I was struck / dumb / maybe my hair blew

in the alley wind the way you’d like / all

swept up in the fucking now / O I ran

like a deer & you took one good look &

soft jogged away / I yelled & you took

my yell / you took my hands / you left

the numb outline of your print / you

don’t have eyes / you never did /

you were a voice / you were a sound /

an empty imagined train / can you see

this mountain with your mouth / can

you let me know it’s there / & my

mind rusting over back to normal /

what does that sound like / tell me / tell

me in numbers / tell me in notes




Alyse Knorr

levelheaded: 15th & G

 

This poem does something pretty cool with time. At first it’s not clear if events of the poem are happening simultaneously in real time. Sure, the poem is in past tense (it’s tough to overlook that), but there’s a kind of immediacy to the poem’s jumpiness. Its slashes, for instance, might indicate the way our different glances capture the world separately before they coalesce into experience. The speaker emphasizes “the fucking now,” verifying the importance of the present. She repeats “maybe,” giving the poem its spongy foundation. So what’s cool about this?
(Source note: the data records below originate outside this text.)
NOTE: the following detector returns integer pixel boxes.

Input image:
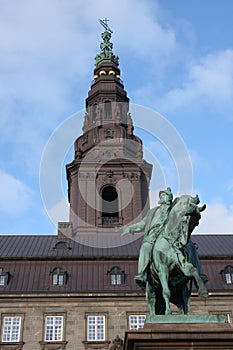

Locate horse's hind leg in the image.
[181,262,208,298]
[146,282,156,317]
[158,264,171,315]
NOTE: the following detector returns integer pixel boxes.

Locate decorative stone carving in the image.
[78,172,95,181]
[104,128,114,139]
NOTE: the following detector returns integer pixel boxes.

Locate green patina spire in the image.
[95,18,119,66]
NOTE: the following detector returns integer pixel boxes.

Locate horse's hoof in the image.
[198,289,209,298]
[165,310,172,315]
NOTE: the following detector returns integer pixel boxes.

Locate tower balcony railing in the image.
[102,216,119,226]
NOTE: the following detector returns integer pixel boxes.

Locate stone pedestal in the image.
[124,315,233,350]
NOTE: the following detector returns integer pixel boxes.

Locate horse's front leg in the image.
[182,262,208,298]
[146,282,156,320]
[158,264,172,315]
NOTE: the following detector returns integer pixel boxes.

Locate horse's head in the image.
[165,195,206,245]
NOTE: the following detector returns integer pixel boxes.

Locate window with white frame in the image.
[0,268,9,287]
[52,268,67,286]
[107,266,125,285]
[223,265,233,284]
[44,316,64,341]
[87,315,105,341]
[129,315,146,329]
[2,316,21,343]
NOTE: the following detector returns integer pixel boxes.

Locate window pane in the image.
[53,274,57,284]
[129,315,146,329]
[2,317,21,342]
[225,273,232,284]
[87,316,105,341]
[58,275,64,286]
[45,316,63,341]
[0,275,6,286]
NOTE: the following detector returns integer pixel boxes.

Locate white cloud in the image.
[158,49,233,118]
[195,201,233,233]
[0,170,33,217]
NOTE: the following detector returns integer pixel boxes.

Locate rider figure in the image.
[122,187,173,289]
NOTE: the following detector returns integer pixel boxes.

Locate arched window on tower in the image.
[101,186,119,227]
[104,101,112,120]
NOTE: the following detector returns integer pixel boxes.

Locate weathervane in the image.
[95,18,118,66]
[99,18,113,33]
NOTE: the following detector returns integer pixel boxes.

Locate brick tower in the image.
[66,20,152,235]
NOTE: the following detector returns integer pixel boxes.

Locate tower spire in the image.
[95,18,119,66]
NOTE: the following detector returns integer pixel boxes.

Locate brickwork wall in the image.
[0,293,233,350]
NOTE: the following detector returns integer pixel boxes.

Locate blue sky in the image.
[0,0,233,234]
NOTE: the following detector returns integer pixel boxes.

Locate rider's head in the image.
[159,187,173,204]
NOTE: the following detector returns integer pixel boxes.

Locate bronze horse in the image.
[146,195,208,317]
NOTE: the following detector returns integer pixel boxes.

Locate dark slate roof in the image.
[0,234,233,260]
[0,235,141,259]
[0,234,233,294]
[0,260,139,294]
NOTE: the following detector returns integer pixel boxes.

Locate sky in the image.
[0,0,233,234]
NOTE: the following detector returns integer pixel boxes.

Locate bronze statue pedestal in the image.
[123,315,233,350]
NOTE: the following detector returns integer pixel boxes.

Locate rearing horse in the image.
[146,195,208,316]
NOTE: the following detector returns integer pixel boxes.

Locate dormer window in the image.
[54,241,71,250]
[0,268,9,287]
[108,266,125,286]
[52,267,67,286]
[222,265,233,284]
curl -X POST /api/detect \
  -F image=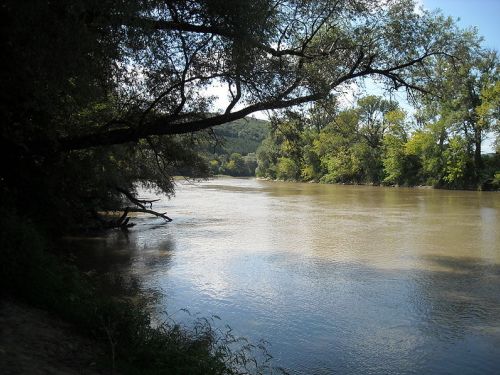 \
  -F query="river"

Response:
[72,178,500,374]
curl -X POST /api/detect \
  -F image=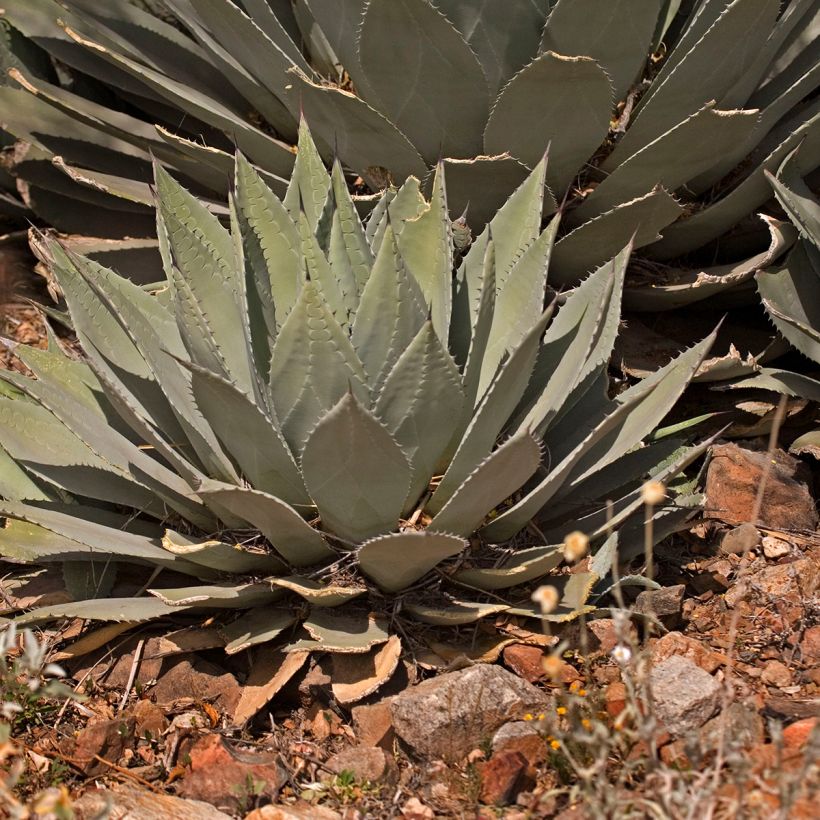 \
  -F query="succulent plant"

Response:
[0,0,820,304]
[0,126,711,652]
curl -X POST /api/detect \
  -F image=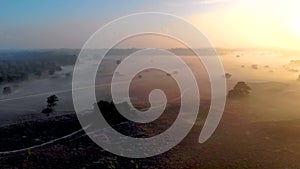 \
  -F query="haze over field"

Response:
[0,0,300,169]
Well, for all its vivid presence, for all its apparent attention to the “fucking now,” the poem is mainly about the perpetual fade of the present moment into oblivion.

 

We don’t know much about what’s going on here. There’s some kind of noteworthy event followed by an “I” and “you” communicating across an increasing metaphorical (or literal?) distance. But the details are beside the point. Or by being beside the point, they are the point. The poem’s key line comes near the end: “& my | mind rusting over back to normal.” In this moment, we become aware that the speaker is aware that she is looking backward through the “rust” of her memory. What at first seem like the juke-steps of her senses grappling with a present moment are actually desperate grasps toward the past – so desperate they end with her plea to “tell me / tell | me in numbers / tell me in notes.”

 

Let’s go back to what we called the key line. What’s even more interesting about the mind’s “rust” is the speaker’s assertion that it’s normal. Forgetting is normal. Losing life’s important moments is normal. Every glance at lover or a child or a friend is potentially earth-shattering, but most of them disappear forever – and this is normal. There’s a hint at this idea at the very beginning. When she starts with “tried to lose my mind,” the speaker’s already toying with the idea that her memory operates outside her control. When a voice becomes a sound or a hand becomes a “numb outline,” it’s not because the speaker wants them to, or if she does, it’s not as though she can forget with purpose. But this poem exists as a protest against our natural tendency to forget. It’s fighting a losing battle, but it’s worth a try.